“Have human beings such immense eyes?” she asked at last.
“Please think of me in the position I was in,” cried Hannibal, vexed. “Try to imagine how I felt. Who’d like to be hanging by the leg in front of eyes twenty times as big as his own body and a mouth full of gleaming teeth, each fully twice as big as himself? Well, what do you think?”
“Awful! Perfectly awful!”
“Thank the Lord, my leg broke off. There’s no telling what might have happened if my leg had not broken off. I fell to the table, and then I ran, I ran as fast as my remaining legs would take me, and hid behind the bottle. There I stood and hurled threats of violence at the man. They saved me, my threats did, the man was afraid to run after me. I saw him lay my leg on the white paper, and I watched how it wanted to escape—which it can’t do without me.”

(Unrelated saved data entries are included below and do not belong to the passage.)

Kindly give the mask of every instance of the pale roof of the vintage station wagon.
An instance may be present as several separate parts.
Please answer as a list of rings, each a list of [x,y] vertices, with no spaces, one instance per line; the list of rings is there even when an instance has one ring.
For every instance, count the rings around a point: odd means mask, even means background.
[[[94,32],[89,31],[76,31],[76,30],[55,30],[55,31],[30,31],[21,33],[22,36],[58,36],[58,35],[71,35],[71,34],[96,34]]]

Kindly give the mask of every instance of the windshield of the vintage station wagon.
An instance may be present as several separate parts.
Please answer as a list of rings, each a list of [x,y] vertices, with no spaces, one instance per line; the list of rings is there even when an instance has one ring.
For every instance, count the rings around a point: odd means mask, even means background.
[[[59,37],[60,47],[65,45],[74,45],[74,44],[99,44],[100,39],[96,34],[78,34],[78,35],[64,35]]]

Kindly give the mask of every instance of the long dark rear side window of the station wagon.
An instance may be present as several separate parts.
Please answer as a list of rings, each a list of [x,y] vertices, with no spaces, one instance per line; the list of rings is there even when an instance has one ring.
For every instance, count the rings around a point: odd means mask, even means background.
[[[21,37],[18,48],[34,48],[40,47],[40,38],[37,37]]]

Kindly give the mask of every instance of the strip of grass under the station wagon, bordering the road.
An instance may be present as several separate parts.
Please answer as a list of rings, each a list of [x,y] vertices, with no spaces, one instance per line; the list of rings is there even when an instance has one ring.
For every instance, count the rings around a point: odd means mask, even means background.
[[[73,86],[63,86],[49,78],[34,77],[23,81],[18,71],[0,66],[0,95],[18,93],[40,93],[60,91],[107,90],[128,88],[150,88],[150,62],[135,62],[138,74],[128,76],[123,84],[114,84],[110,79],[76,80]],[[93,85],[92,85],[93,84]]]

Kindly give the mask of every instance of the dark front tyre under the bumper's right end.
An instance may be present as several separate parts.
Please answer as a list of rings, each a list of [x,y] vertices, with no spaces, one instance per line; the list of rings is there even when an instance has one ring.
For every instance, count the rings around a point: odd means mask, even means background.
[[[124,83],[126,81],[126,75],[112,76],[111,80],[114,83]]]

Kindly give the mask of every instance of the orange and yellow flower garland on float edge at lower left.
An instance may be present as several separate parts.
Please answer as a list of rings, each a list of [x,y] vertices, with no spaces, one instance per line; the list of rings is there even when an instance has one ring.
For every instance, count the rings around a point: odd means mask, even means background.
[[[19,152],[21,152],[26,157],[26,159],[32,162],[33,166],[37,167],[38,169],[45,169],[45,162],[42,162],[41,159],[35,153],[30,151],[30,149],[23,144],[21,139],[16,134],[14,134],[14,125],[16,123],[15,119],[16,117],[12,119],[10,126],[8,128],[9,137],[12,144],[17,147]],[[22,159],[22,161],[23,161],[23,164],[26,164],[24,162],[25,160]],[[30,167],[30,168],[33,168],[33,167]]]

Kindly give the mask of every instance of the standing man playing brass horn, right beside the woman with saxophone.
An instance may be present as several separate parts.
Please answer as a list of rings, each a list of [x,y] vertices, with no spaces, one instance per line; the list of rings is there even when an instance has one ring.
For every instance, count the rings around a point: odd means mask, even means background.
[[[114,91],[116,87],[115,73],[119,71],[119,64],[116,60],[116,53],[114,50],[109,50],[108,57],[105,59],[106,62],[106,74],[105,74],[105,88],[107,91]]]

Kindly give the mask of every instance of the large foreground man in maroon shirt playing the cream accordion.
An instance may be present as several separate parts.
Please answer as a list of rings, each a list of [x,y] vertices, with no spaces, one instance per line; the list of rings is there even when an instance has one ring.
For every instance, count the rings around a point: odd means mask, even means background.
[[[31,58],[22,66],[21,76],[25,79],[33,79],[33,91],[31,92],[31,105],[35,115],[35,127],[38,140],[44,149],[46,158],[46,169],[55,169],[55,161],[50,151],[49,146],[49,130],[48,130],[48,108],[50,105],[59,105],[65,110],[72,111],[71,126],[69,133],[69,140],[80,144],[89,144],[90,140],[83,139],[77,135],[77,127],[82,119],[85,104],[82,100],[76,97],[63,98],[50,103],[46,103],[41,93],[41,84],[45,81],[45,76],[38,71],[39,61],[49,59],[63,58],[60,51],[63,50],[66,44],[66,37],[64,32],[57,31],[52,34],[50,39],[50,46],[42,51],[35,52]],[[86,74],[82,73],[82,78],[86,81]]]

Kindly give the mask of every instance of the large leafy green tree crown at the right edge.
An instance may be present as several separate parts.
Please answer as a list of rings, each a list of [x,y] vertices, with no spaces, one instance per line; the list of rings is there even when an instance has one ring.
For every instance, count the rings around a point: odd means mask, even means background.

“Was it still moving?” asked Maya, prickling at the thought.
“Yes. Our legs always do move when they’re pulled out. My leg ran, but I not being there it didn’t know where to run to, so it merely flopped about aimlessly on the same spot, and the man watched it, clutching at his nose and smiling—smiling, the heartless wretch!—at my leg’s sense of duty.”
“Impossible,” said the little bee, quite scared, “an offen leg can’t crawl.”
“An offen leg? What is an offen leg?”
“A leg that has come off,” explained Maya, staring at him. “Don’t you know? At home we children used the word offen for anything that had come off.”